# Trigger Reels?



## CobeKing (May 21, 2012)

What are some good cheep little reels to catch trigger fish with?


----------



## lobsterman (Sep 30, 2007)

We just use a Spheros for bait and triggers.


----------



## Linkovich (Oct 24, 2007)

I just use a penn 5500 with braid. Works great


----------



## CobeKing (May 21, 2012)

I need 2 conventionals.


----------



## JoeyWelch (Sep 25, 2009)

Fish with something lite. Triggers sometimes bite very lightly. If your fishing with to heavy of rod/reel you won't even feel it. Sometimes insted of biting with the typical pulling motion you will just feel your weight get light. They're biting up instead of down. Stay light.

I like a spinner with 50lb braid and 200gram Uglystik tiger lite jigging rod. You can feel em looking at it!!


----------



## CobeKing (May 21, 2012)

My rods are lite i just need sujestions for 2 little conventional reels trust me i know how those tricky jokers role haha!!


----------



## JoeyWelch (Sep 25, 2009)

cobeking said:


> my rods are lite i just need sujestions for 2 little conventional reels trust me i know how those tricky jokers role haha!!


trq200


----------



## CobeKing (May 21, 2012)

Anyone got any ideas for conventional reels???


----------



## Downtime2 (Sep 27, 2007)

Look around for some either used or new 4/0 Penns on light action stand up rods. No need in deep research for these. Straight forward stuff. Load em' with 30# or 40#. Probably your most cost effective bet. Not fancy, but, they thouroughly get the job done...


----------



## cody&ryand (Oct 3, 2007)

Calcutta 700


----------



## Prince Caspian (Jun 13, 2011)

Heard good things about the trq series from Penn that jlw1972 mentioned. I'm gonna put my plug in for Avet. I have a couple of MXLs spooled with 30lb mono and I don't have any complaints yet. Got one on a graphite blank, and it's almost weightless.


----------



## JoeyWelch (Sep 25, 2009)

OR.....If your wanting something other end of the spectrum, Buy you a couple Shimano TLD15's. Hard to beat the TLD series and you can get em for around $100 new.

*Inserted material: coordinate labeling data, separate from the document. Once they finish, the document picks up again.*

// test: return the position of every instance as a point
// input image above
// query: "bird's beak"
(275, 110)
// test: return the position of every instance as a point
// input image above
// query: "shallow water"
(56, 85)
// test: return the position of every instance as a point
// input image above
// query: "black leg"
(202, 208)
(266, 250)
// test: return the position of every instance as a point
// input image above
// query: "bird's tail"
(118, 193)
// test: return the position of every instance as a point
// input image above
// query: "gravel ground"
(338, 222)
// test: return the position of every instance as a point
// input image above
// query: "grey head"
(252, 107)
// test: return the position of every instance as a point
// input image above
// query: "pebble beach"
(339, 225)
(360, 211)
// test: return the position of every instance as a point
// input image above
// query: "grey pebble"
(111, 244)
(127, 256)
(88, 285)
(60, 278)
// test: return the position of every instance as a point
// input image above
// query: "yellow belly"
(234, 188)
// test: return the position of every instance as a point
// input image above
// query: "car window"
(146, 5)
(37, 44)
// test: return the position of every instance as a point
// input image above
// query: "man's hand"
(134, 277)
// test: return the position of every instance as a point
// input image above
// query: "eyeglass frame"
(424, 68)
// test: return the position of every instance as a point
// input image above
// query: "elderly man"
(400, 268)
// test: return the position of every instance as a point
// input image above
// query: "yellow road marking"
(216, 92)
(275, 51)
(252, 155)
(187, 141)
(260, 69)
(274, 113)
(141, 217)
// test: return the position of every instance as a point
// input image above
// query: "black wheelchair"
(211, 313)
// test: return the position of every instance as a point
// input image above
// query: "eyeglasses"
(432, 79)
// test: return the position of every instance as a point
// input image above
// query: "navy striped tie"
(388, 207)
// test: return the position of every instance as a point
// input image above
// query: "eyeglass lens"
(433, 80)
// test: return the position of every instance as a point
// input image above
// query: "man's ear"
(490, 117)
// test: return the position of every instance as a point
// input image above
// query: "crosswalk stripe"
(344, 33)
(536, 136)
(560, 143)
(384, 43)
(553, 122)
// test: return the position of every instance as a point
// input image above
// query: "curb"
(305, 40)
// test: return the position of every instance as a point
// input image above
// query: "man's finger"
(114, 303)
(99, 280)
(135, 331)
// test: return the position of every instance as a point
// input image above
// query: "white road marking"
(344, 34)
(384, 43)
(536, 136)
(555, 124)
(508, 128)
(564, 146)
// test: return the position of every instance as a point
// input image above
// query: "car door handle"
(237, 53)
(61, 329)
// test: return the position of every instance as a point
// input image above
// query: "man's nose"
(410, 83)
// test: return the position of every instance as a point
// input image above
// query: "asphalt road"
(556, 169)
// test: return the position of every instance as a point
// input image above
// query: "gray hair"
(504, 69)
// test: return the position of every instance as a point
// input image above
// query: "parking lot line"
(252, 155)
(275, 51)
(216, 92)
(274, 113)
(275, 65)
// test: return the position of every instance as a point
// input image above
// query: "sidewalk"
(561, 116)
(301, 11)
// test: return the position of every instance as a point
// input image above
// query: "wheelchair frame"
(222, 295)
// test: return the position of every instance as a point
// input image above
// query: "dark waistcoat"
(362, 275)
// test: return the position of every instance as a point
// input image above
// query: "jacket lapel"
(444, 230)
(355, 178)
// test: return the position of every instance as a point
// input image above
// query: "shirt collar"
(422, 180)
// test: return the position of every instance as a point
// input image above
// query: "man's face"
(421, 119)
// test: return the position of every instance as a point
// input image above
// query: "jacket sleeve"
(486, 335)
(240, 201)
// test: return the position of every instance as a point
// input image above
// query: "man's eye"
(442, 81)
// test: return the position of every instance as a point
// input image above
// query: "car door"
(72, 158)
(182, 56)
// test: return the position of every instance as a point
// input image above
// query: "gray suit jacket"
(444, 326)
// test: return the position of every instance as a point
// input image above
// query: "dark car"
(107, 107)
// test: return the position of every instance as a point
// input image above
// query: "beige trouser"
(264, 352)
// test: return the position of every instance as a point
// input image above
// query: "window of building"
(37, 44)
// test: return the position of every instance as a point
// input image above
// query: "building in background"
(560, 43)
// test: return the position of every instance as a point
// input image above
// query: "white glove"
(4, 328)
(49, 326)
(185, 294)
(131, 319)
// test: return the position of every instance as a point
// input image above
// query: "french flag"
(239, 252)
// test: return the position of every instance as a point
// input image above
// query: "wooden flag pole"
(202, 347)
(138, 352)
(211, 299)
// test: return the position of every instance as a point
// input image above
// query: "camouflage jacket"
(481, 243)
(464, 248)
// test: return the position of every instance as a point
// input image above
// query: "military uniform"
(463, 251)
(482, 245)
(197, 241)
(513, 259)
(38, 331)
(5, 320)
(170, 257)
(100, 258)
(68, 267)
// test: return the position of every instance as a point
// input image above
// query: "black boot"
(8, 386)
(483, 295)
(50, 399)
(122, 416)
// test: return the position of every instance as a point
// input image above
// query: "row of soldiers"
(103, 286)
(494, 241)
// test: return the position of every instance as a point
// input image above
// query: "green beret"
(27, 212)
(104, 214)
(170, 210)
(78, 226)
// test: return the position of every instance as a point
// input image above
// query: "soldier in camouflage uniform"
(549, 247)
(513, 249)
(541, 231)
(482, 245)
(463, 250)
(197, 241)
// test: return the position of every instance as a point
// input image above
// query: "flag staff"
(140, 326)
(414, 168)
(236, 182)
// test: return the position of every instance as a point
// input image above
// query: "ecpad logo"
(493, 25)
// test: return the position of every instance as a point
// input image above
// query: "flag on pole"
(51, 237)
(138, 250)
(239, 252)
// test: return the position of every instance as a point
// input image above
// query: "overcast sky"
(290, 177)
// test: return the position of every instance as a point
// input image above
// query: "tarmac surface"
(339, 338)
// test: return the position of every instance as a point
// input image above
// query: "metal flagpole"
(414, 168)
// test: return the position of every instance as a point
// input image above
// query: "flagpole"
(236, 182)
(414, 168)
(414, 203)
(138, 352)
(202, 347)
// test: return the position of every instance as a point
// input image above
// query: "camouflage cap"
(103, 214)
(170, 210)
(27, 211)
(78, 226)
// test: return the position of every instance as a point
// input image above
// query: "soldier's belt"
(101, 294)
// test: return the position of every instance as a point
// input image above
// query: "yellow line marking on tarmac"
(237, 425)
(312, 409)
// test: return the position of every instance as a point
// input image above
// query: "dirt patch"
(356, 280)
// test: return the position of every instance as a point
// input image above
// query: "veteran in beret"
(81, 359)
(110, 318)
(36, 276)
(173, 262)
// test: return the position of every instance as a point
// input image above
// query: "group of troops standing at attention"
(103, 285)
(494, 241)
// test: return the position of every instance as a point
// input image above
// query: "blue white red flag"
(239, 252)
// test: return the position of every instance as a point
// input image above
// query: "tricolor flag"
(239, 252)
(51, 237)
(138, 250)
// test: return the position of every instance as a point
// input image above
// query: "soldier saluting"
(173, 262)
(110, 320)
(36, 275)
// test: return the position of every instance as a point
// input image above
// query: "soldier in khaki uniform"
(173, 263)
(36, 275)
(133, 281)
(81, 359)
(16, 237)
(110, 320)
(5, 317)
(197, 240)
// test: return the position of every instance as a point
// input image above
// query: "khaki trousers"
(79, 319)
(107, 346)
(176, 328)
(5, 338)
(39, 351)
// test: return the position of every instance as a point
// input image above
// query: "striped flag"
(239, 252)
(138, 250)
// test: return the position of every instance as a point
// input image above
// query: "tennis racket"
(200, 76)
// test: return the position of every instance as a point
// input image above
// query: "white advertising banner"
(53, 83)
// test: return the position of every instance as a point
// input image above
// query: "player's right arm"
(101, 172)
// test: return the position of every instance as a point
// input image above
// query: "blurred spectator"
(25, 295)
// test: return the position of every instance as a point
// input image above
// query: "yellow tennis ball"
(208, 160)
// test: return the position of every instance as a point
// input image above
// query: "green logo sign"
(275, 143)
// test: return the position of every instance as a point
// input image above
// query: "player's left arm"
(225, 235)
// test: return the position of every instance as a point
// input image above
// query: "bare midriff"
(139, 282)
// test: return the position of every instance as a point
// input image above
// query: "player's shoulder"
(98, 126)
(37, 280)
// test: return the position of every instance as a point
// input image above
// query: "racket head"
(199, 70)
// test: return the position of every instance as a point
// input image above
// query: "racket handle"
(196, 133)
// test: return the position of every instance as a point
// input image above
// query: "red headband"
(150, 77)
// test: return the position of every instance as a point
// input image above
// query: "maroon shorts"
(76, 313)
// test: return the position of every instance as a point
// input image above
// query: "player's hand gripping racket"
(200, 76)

And they will last for ever bottomfishing.


----------



## amarcafina (Aug 24, 2008)

Shakespeare Tidewaters , I got 2 i'll sell you, I've had good use out of them , but don't use them any more, switch to spinners for bait rods now


----------



## Kenton (Nov 16, 2007)

jlw1972 said:


> OR.....If your wanting something other end of the spectrum, Buy you a couple Shimano TLD15's. Hard to beat the TLD series and you can get em for around $100 new.
> 
> And they will last for ever bottomfishing.


+1 for TLD 15


----------



## Bub (Oct 7, 2007)

I have 2 SX avets on light daiwa saltiga jigging rods that I use for triggers,mingos, and catching bait. 400 yards of 50lb braid. They are also fun little blackfin reels


----------



## CobeKing (May 21, 2012)

Ill look into the TLDs forgot about them thanks guys


----------



## Stink Bait (Jun 13, 2008)

Avet SX on a Shimano Trevala jigging rod , 30# mono. Mingos, snapper, triggers even caught a few small aj's , ultra-lite setup its a blast.


----------



## DHB699 (Oct 1, 2009)

I have a couple of Penn 309 in great shape if your interested.


----------



## johnboatjosh (May 19, 2008)

Hell, I'll give you my trigger set up because apparently someone placed a curse on it. It only catches 13"-13 3/4" trigger fish. Can't seem to ever find the legal ones.


----------



## CobeKing (May 21, 2012)

What setup you fish with?


----------



## johnboatjosh (May 19, 2008)

I use a Calcutta 400 on a Shimano Trevala light power jigging rod. And of course I was joking, you can't have it because although it only catches short triggers it's pretty good at sniffing out legal beeliners.:yes:


----------



## CobeKing (May 21, 2012)

I know I love my travala to but thats my snapper wipper i got 2 liitle rods i need reels for for when i talk people out so i dont worry about them getting beaten up


----------



## Scardog7 (Oct 11, 2011)

johnboatjosh said:


> I use a Calcutta 400 on a Shimano Trevala light power jigging rod. And of course I was joking, you can't have it because although it only catches short triggers it's pretty good at sniffing out legal beeliners.:yes:


That's exactly what I use for Triggers. Funny how there are so many 13 1/2 inch Trigger fish.


----------



## kanaka (Oct 3, 2007)

Currently using a Calcutta 201 spooled with 20 PPro mounted on a TescataTSC63HM.
Got a Cardiff 201 if you're interested in a LH reel.


----------



## bigrick (Sep 29, 2010)

I use a 4/0 or penn level wind, it's nice in case you hook a grouper of something instead.


----------